Bandenkrieg in der Altstadt, Schusswechsel auf offener Straße, Kampf um Europas größten Drogenmarkt – die aktuellen Schlagzeilen aus Neapel klingen wie Überschriften zu weiteren Kapiteln aus Roberto Savianos Buch »Gomorra«.

Seine Reportage über das Imperium der nea­politanischen Camorra ist in Italien der Bestseller des Jahres. Allerdings wird das Buch zu Unrecht als großartiges literarisches Erstlingswerk gelobt. Saviano ist ein junger Journalist, der viel recherchiert, genau beobachtet und sein Material fleißig zusammengetragen hat. So ist ein umfassendes Bild von o’sistema, der organisierten Kriminalität der letzten Jahre, entstanden. Namen und Schauplätze des Anfang November ausgebrochenen gewalttätigen Konkurrenzkampfs zwischen den verschiedenen Clans der Stadt sind einem nach der Lektüre des Buches bestens vertraut.

Saviano kommt aus Casal di Principe, er könnte der jüngere Bruder, ein Cousin oder ein entfernter Verwandter des jungen Mannes sein, der in Nanni Balestrinis neuem Roman »Sandokan« die Anfänge und den Aufstieg eines Camorra-Clans erzählt. Der Roman ist in der Übersetzung von Max Henninger nun im Verlag Assoziation A erschienen, in dem in den letzten Jahren auch Balestrinis Bücher zur Geschichte der italienischen Linken neu aufgelegt wurden.

Genau wie in der Romantrilogie über den »Kampfzyklus 1969–1977« lässt der Autor auch in dieser Camorra-Geschichte einen anonymen Ich-Erzähler ohne Punkt und Komma drauflosreden. Er fängt an, aus seinem Kaff zu erzählen, dessen Name auf dem Ortsschild nicht mehr zu lesen ist: »in Orten wie meinem ist die übliche Tafel mit der Aufschrift Willkommen in von Pistolen und Gewehren durchlöchert was bedeutet dass es sich um ein kontrolliertes Gebiet handelt wer sich da rein begibt muss wissen welchen Risiken er sich aussetzt«.

Immerhin erfährt man, dass die Hauptstraße, der Corso Umberto, auf die Landstraße nach Casal di Principe führt, die Geschichte ereignet sich also im Casertano, nordöstlich von Neapel. Der Obst- und Gemüseanbau prägt seit jeher die Gegend. Auch nach der Landre­form wird die gesamte Provinz von den großen Landbesitzern kontrolliert, die die Kleinbauern in feudaler Abhängigkeit halten.

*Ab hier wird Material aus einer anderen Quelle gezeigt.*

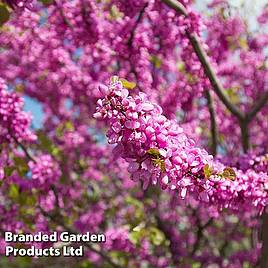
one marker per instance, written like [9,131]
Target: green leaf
[4,14]
[156,61]
[127,84]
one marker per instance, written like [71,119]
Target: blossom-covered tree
[181,179]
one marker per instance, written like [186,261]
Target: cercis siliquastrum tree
[189,87]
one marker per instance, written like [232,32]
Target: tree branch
[204,59]
[257,107]
[213,123]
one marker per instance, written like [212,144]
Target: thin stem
[213,123]
[24,149]
[204,59]
[244,135]
[264,238]
[257,107]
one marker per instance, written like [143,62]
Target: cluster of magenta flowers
[15,4]
[159,152]
[45,170]
[15,122]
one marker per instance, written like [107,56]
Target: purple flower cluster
[159,152]
[44,170]
[14,122]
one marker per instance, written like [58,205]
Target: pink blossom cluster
[44,170]
[15,4]
[118,239]
[14,121]
[159,152]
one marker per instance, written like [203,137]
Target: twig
[257,107]
[213,123]
[203,58]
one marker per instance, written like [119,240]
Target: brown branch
[257,107]
[24,149]
[204,59]
[200,230]
[213,123]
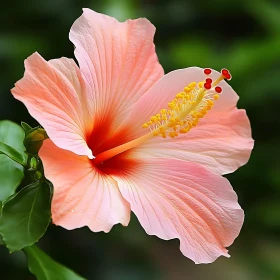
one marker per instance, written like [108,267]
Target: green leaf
[26,216]
[11,173]
[45,268]
[12,154]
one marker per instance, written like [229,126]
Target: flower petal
[117,60]
[222,140]
[53,93]
[175,199]
[82,196]
[166,89]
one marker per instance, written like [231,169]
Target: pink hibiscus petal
[117,60]
[166,89]
[221,143]
[82,196]
[222,140]
[176,199]
[53,92]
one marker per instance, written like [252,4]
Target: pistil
[183,114]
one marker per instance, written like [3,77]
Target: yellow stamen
[184,113]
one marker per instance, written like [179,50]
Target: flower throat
[183,113]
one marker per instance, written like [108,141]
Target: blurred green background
[243,36]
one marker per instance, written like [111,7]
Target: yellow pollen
[184,111]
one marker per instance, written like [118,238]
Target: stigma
[188,107]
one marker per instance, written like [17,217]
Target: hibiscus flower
[123,136]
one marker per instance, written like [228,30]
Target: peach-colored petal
[222,143]
[117,60]
[222,140]
[166,89]
[82,196]
[175,199]
[53,93]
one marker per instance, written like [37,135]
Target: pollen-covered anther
[226,74]
[187,108]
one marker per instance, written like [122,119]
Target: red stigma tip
[218,89]
[207,85]
[226,74]
[207,71]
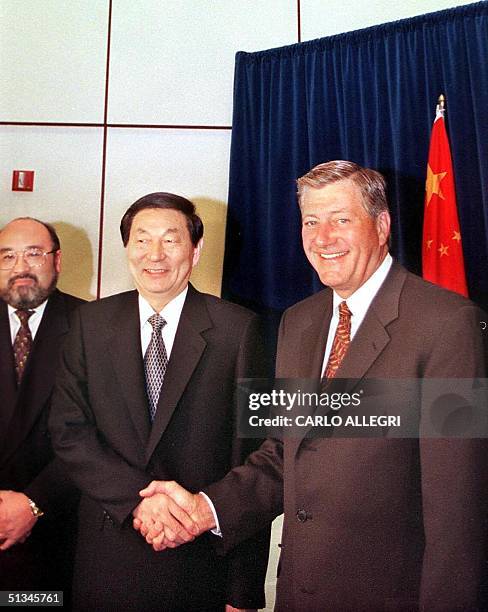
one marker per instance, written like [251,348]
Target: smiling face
[161,255]
[342,241]
[25,287]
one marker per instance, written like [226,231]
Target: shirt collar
[171,311]
[38,310]
[359,302]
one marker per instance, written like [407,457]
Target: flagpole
[441,106]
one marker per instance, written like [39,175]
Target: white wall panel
[191,163]
[66,192]
[327,17]
[172,62]
[52,60]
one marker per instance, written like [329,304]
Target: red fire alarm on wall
[23,180]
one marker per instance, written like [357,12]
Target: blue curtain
[368,96]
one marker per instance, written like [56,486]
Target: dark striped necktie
[22,343]
[155,363]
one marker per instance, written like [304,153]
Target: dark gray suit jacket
[102,432]
[373,524]
[27,461]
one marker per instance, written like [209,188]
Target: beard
[24,297]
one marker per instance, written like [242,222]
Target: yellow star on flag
[433,184]
[443,250]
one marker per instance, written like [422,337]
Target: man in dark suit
[36,499]
[375,523]
[146,390]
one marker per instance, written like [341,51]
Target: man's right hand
[191,505]
[159,515]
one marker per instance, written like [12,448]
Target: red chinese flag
[442,252]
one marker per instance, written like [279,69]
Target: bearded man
[36,497]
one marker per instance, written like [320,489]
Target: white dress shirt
[33,322]
[358,303]
[171,313]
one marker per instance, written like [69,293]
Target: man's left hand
[16,518]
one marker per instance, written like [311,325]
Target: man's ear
[383,224]
[57,261]
[196,252]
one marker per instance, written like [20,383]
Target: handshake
[169,515]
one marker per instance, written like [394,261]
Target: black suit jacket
[373,524]
[102,432]
[27,462]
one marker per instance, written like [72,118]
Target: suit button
[302,516]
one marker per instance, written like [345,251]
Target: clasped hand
[16,519]
[169,515]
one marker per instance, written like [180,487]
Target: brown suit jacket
[27,461]
[102,432]
[373,524]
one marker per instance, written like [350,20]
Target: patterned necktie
[341,342]
[22,343]
[155,363]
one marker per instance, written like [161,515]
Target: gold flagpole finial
[441,105]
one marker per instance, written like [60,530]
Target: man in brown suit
[374,523]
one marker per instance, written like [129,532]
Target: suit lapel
[312,349]
[37,382]
[125,353]
[188,348]
[372,338]
[7,374]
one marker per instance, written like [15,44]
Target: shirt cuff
[216,530]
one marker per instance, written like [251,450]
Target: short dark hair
[371,183]
[164,200]
[50,228]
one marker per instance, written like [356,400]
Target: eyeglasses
[34,258]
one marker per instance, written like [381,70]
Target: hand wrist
[34,508]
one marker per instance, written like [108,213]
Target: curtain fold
[368,96]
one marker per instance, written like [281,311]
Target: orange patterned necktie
[22,343]
[341,342]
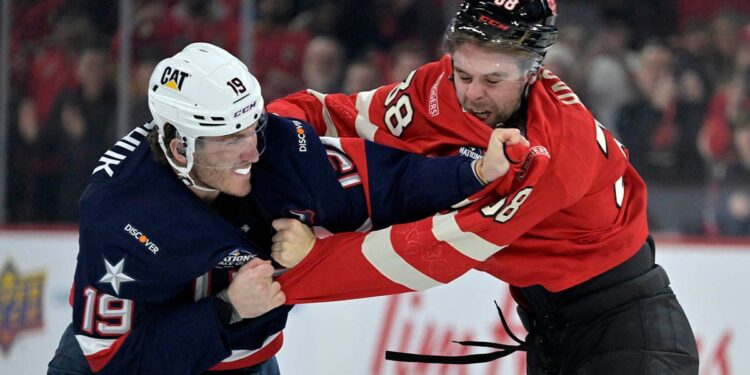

Aber auch als Maurer und Tagelöhner findet man kaum sein Auskommen. »bei uns gibt es nichts aber auch wirklich gar nichts es fehlt an allem es gibt kein Kino kein Theater keine Bibliothek keinen Park keine anständige Schule«. Man kann nur auf dem Corso und auf dem kleinen Platz vor der Kirche rumstehen oder in der »Bar Centrale« Toto spielen.

Balestrini lässt seinen Protagonisten in lapidarem Ton ein typisches Bild des italienischen Südens, des hoffnungslos zurückgebliebenen Mezzogiorno, skizzieren, wie man es aus den ersten Kapiteln seines Fiat-Romans »Wir wollen alles« bereits kennt. Doch die »Hungersöhne« aus dem Dorf, die dem Schicksal ihrer Väter entkommen wollen, fahren diesmal nicht in die Fabriken nach Mailand oder Turin, sondern folgen dem Beispiel der in Neapel bereits gut organisierten Camorra. »Sie sind stark und entschlossen und also kommen sie zusammen«.

Die Jungs sind keine romantischen Sozialrevolutionäre, keine wagemutigen Briganten, wie es sie in der Gegend noch bis zum Anfang des vergangenen Jahrhunderts gab. Sie schließen sich zusammen, um den gegnerischen Clan auszuschalten und selbst die Macht zu übernehmen. Auf dem Zenit der Macht angelangt, beginnen die inneren Machtkämpfe: »jeder von ihnen« will an die Spitze, »jeder von ihnen« will der Boss sein, und der Boss »will das Maximum er will alles«.

In diesem Selbstzitat markiert der Austausch des Pronomens den entscheidenden Unterschied: Es gibt keinen gemeinsamen Kampf, keine kollektive Emanzipation. Während die süditalienischen Fiatarbeiter mit ihren Kämpfen die Verhältnisse zum Tanzen bringen wollten, legen die im Dorf zurückgebliebenen »Niemandsöhne« die Melodie ihres »Scheißlebens« in einer brutaleren Variation noch einmal auf. Der Clan ist eine streng hierarchisch gegliederte »Organisation«, die Aufstiegs­chancen bietet. Wer Glück hat und kaltblütig genug ist, kann ein sagenumwobener Held werden, ein »Sandokan«. Innerhalb weniger Jahre gelingt »der große Sprung«: Aus der casertanischen Camorra wird ein internationales Wirtschafts­imperium.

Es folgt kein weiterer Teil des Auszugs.